Recruits, by contrast, were little more than cattle. Their chatter was filled with envy and terror in equal measure. Many whispered of their contracts, boasting about the power their daemons lent them. But in their eyes, Lucien saw the cracks—their pride was nothing more than a mask hiding the slow erosion of their humanity.

Is this the fate of those who kneel? Lucien wondered. To burn away piece by piece, until nothing remains but the daemon's shadow?

He shook the thought from his head. He could not allow himself to be pulled into their spiral. He was not one of them. Not truly.

---

Interrogations and Paranoia

By midday, a group of recruits cornered him in the mess hall. Their trays of thin porridge steamed weakly, filling the air with a sour stench.

"You." One of them—a lanky boy with twitching hands—jabbed a finger at Lucien. "What's your daemon's name?"

Lucien raised his brow, expression calm. "Why should I tell you?"

"Because you can't hide it forever." Another recruit leaned forward, eyes gleaming feverishly. "We all heard what happened in the chamber. We know something strange occurred. Marks don't appear without blood.
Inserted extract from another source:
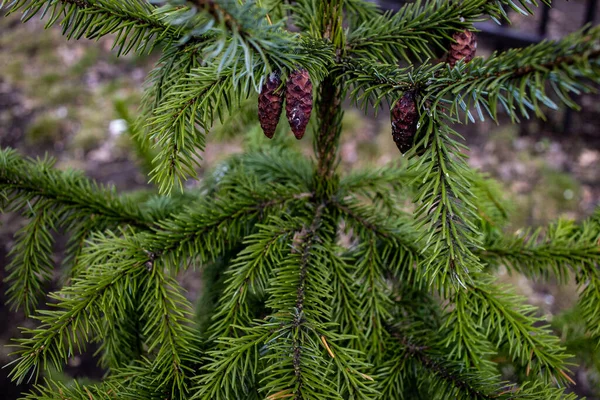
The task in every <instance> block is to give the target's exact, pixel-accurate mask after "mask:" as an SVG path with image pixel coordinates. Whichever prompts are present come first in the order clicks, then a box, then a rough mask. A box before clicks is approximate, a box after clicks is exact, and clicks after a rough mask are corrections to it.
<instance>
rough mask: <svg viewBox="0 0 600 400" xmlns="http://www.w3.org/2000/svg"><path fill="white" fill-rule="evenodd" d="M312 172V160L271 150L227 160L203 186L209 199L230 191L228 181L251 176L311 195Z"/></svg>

What bargain did you make?"

The words were hungry, desperate. Lucien could see it in them—the need to believe he had suffered as they had, that he had bled for power. His silence was an affront to their misery.

He set his spoon down with deliberate calm. "Believe what you want. But if you think I'll share secrets with the likes of you, you're mistaken."

For a moment, the air grew taut, heavy with the promise of violence. Then, one by one, the recruits backed away. Not out of respect. Out of fear.

Lucien did not smile, but inside, he felt the weight of their gazes clinging to him like chains.

---

The Lantern Rite

That night, he witnessed something worse.

The veterans and leaders gathered the recruits into the courtyard once again. The black lantern pulsed stronger this time, its light devouring the shadows until the stone walls seemed to bleed purple.

"Offer," one of the leaders commanded.

The recruits obeyed. Some whispered their confessions—sins, desires, fears. Others pricked their fingers and let drops of blood fall into the lantern's flame, which consumed it eagerly. A few… gave more. A tooth. A lock of hair. Even a fingernail ripped out by its root.

Lucien stood among them, unmoving. He did not offer. He did not bow. His silence was his rebellion.

But as the ritual stretched on, he noticed the mark on his palm throb faintly, resonating with the lantern's light. No one else seemed to notice. No one but him.

And in that moment, he realized: whatever the Syndicate thought they had forced upon him, it was not what they believed. His path was diverging already, and the danger of being discovered grew sharper each day.

---

Reflections

Later, alone in his assigned quarters, Lucien sat by the dim glow of a candle. His thoughts wandered—not just to the Syndicate, but beyond.

His mother. Did she still search for him in the other world? Or had she already begun to forget, as the glitches had consumed his place in that reality? He could no longer be sure. His existence there felt like a fading dream.

Here, though—here he was solid. The stone walls were cold beneath his fingers. The mark on his palm burned like a brand. The Syndicate's whispers pressed against him like a tide.

Which world is real? he asked himself. And if both are real… which one will claim me in the end?

The candle sputtered, its flame bending as though bowing to an unseen wind.

Lucien blew it out and lay in the darkness, listening to the whispers of the Lanterns until sleep finally claimed him.